Currently backend is processing only agent_register, agent_unregister and agent_log events.

Other fields are pretty much self-explanatory


session_id and request_id are the identifiers that are generated whenever front-end opens a Websocket connection with the back-end and sends the message with the following structure:

{
        "message": "What is the time in kyiv rn?",
        "llm": {
            "llm_name": "mymodelconfig"
        },
        "files": [
            "55704c5d-2d9b-4e5a-9d01-c6816cac5aa2",
            ...
        ]
    }

where all json fields are optional, except for the message.

mymodelconfig is the name of the model configuration that contains the information about the model selection, API keys, etc. You can create this config either via UI or POST request to the /api/llms/model_config endpoint. The value of the api_key will be encrypted.

If front-end message is malformed, message about the validation error is returned

Incoming front-end message enrichment and forwarding to Master Agent

Master agent is architecturaly also an agent (duh), which is being invoked via

await session.send(
    client_id=MasterServerName.MASTER_SERVER_ML.value,
    message=req_body,
)

in src/routes/websocket.py.

The enrichment process includes:

  • including session_id, request_id to the Master Agent invocation
  • querying all of the agents and flows that belong to the current user and serializing it to the structure expected by the Master Agent
  • adding the file metadata (if initial front-end message has included them, files are optional), patching received file metadata by attaching session_id and request_id

As a result, back-end is waiting for the Master Agent response with the following structure:

{
  "type": "agent_response",
  "response": {
      "is_success": true,
      "execution_time": 4.310033996000129,
      "response": {
          "agents_trace": [...],
          "response" "The current date is ...",
          "is_success": true,
      },
      "files": [
          {  
              "id": "55704c5d-2d9b-4e5a-9d01-c6816cac5aa2",
              "session_id": "f24f3b3a-54b4-4cd3-a398-dc475b6b2ab4",
              "request_id": "49d7aaaf-a173-4a9f-a84c-29dbb5f8b50e",
              "original_name": "photo_2025-02-21_19-57-18.jpg",
              "mimetype": "image/jpeg",
              "internal_id": "55704c5d-2d9b-4e5a-9d01-c6816cac5aa2",
              "internal_name": "55704c5d-2d9b-4e5a-9d01-c6816cac5aa2.jpg",
              "from_agent": false
          },
          ...
      ]
  }
}

files are once again optional in the response body.
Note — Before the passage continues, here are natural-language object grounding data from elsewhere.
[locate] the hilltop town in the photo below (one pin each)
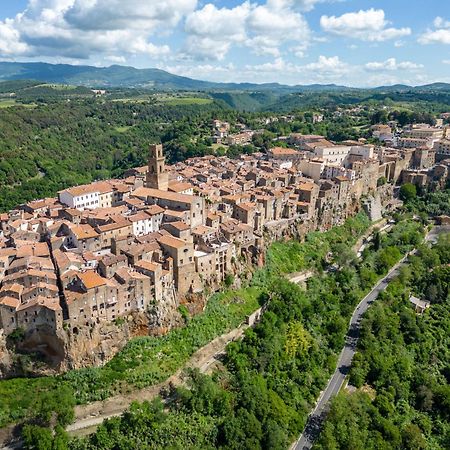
(165, 235)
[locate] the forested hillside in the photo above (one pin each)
(402, 369)
(64, 143)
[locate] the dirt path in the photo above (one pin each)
(87, 417)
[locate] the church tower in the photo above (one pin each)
(157, 176)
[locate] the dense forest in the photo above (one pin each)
(268, 382)
(61, 144)
(402, 369)
(63, 135)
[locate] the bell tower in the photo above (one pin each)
(157, 176)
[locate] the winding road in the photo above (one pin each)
(316, 418)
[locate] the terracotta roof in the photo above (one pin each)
(147, 265)
(9, 301)
(143, 192)
(91, 279)
(171, 241)
(281, 151)
(84, 231)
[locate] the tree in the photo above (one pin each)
(408, 192)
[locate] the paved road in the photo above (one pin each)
(317, 417)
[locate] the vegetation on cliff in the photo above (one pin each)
(270, 379)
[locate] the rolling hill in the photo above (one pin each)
(130, 77)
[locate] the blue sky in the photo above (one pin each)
(351, 42)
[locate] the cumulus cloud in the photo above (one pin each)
(370, 25)
(440, 35)
(392, 64)
(325, 69)
(84, 28)
(212, 31)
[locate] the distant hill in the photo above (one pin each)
(130, 77)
Once the response is received from the Master Agent, it is being sent over to the front-end with the same structure as it was received from the Master Agent.

Other

To get to the swagger documentation page - visit root url - / or /docs.

To authenticate in the swagger docs - click on the Authorize button in the top right side of the docs page:

authorize_btn

Provide your credentials in the following pop-up menu:

auth_form

⚠️ Ignore client_id and client_secret fields in the pop-up menu.

✅ Once authenticated, you can access protected endpoints in the docs.